Q: What's Chris like? From all reports he is a really nice, down-to-earth guy.
A: He is. He's also a fantastic actor. He's confident, but he's not showy in any way. He can walk into a room with Ken Branagh and act his pants off and not be intimidated, and is able to shoulder this responsibility of taking on this huge character with incredible grace. He's universally nice to everyone, genuinely nice, very funny. I have no doubt that he'll be a massive star.
Q: So he's good-looking, talented and a nice guy? That's not fair!
A: Yes. (Laughs) He makes it tough for other guys.
Q: Can you talk a little more about Kenneth Branagh as a director?
A: He's a master. Like I said earlier, the attention he gives to character on a movie of this size is absolutely remarkable because it's very easy to get lost in other things.

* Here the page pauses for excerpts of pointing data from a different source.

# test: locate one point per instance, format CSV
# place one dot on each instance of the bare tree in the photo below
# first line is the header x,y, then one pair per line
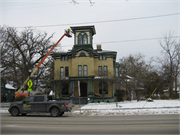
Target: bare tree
x,y
21,51
171,61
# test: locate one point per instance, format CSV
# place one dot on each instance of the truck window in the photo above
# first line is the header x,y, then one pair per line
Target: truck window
x,y
39,99
29,99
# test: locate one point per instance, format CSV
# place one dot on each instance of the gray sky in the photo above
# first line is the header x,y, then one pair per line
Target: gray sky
x,y
50,13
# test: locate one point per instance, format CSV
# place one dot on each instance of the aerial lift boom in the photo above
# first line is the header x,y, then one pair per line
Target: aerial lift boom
x,y
35,69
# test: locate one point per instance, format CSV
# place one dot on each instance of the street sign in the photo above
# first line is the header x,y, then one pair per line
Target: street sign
x,y
30,85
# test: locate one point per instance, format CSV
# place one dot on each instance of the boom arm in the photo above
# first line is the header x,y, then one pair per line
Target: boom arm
x,y
25,82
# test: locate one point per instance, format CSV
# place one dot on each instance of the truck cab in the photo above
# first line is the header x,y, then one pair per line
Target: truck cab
x,y
40,103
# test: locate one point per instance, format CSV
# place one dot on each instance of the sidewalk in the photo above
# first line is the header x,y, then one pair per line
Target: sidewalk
x,y
124,108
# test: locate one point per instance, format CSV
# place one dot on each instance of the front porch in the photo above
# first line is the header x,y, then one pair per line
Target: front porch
x,y
90,90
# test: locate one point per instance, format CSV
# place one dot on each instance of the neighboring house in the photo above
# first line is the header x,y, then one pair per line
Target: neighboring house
x,y
96,69
7,92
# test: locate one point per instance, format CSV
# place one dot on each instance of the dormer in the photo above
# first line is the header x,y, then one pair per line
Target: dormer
x,y
83,36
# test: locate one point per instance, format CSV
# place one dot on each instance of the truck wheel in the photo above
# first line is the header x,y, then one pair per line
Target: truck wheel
x,y
14,111
61,113
54,112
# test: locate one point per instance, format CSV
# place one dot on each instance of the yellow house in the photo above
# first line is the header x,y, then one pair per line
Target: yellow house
x,y
96,70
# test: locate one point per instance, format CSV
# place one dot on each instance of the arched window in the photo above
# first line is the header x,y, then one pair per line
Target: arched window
x,y
103,86
65,89
85,38
82,38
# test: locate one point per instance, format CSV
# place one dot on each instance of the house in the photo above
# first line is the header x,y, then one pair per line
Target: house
x,y
95,69
7,92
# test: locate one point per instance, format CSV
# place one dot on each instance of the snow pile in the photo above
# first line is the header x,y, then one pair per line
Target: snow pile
x,y
131,108
126,108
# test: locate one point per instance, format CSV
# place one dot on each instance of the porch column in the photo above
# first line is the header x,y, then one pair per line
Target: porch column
x,y
90,97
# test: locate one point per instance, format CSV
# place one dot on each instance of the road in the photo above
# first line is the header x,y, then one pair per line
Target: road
x,y
44,124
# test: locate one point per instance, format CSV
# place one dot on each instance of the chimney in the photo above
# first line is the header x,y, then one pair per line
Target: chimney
x,y
99,47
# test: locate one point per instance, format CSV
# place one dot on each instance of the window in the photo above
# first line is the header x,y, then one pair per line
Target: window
x,y
82,54
105,71
85,70
62,72
103,86
79,70
100,70
82,38
64,58
102,57
29,99
117,72
66,71
65,89
39,99
85,38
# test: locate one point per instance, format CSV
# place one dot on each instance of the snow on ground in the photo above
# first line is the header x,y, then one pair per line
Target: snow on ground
x,y
131,108
126,108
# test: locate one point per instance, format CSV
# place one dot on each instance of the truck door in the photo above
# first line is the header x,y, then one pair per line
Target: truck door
x,y
28,105
40,103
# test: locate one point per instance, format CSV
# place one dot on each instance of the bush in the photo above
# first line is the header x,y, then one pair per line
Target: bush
x,y
20,98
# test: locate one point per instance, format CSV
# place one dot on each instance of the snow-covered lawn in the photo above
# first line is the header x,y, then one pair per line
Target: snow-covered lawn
x,y
131,108
126,108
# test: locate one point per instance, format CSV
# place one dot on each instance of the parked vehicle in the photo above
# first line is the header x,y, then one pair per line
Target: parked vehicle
x,y
40,103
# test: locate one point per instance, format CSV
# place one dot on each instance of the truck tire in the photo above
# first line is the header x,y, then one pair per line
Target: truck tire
x,y
61,113
23,114
54,112
14,111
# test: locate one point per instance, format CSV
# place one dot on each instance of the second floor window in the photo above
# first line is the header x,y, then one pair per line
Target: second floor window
x,y
62,72
105,71
100,70
64,58
102,57
117,72
85,70
79,70
66,71
82,38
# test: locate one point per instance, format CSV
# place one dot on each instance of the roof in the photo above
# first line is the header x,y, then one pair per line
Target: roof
x,y
85,27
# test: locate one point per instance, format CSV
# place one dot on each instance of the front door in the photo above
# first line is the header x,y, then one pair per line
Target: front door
x,y
28,105
83,89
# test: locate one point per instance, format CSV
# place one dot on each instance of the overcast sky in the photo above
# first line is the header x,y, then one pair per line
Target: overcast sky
x,y
114,20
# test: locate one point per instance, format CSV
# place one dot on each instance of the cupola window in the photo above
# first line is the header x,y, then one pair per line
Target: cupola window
x,y
82,38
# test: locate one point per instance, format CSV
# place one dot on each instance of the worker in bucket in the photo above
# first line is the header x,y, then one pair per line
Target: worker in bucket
x,y
69,30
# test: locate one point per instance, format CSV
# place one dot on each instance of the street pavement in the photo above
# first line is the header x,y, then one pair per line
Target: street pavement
x,y
44,124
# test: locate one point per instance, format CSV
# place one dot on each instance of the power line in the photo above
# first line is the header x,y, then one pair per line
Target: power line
x,y
127,40
128,19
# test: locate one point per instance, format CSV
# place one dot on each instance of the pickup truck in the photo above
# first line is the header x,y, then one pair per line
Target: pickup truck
x,y
40,103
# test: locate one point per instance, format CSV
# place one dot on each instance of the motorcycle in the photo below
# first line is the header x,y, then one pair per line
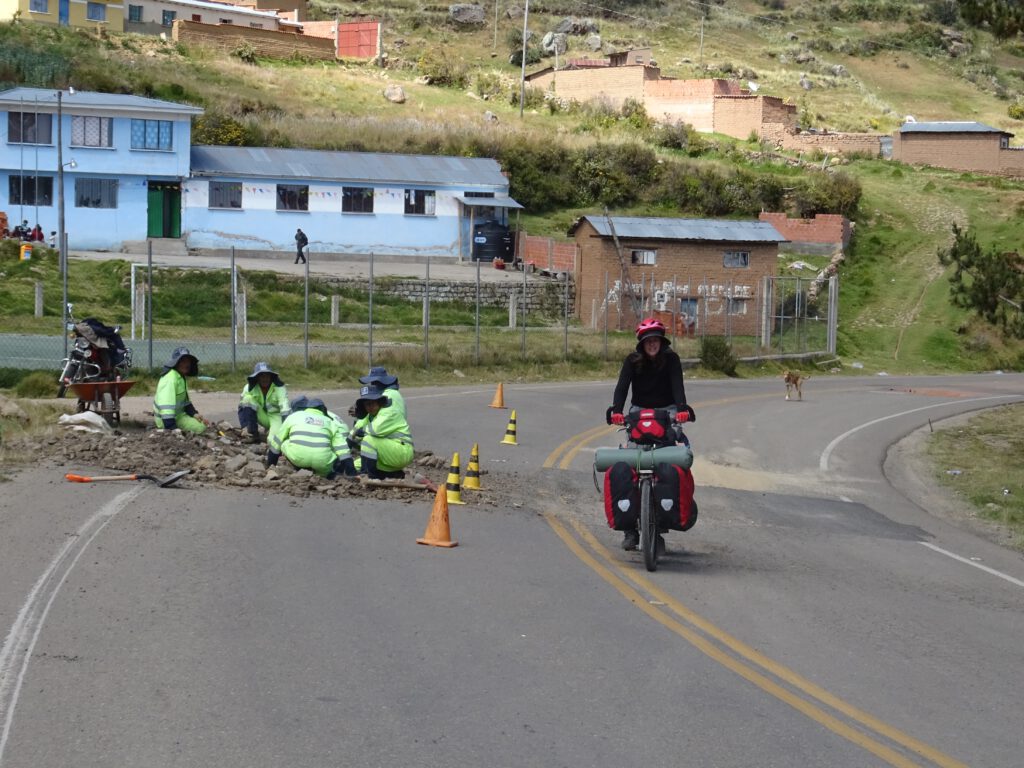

Never for one second did he let that go. He must have been exhausted at the end of each day.
Q: As well as a great director, Kenneth Branagh is an Oscar-nominated actor.
A: That's why I think he's such a great director. I'd watch him when he was behind the monitor and he sort of acts with the actors as they do their scene. He moves his arms around. I don't think he realizes what he is doing.
Q: How did he help you create your character?
A: Because I play a scientist, he gave me some books on female scientists. It was wonderful reading.
Q: You also share a lot of screen time with Kat Dennings, who plays Darcy Lewis. Can you explain Darcy's relationship with Jane?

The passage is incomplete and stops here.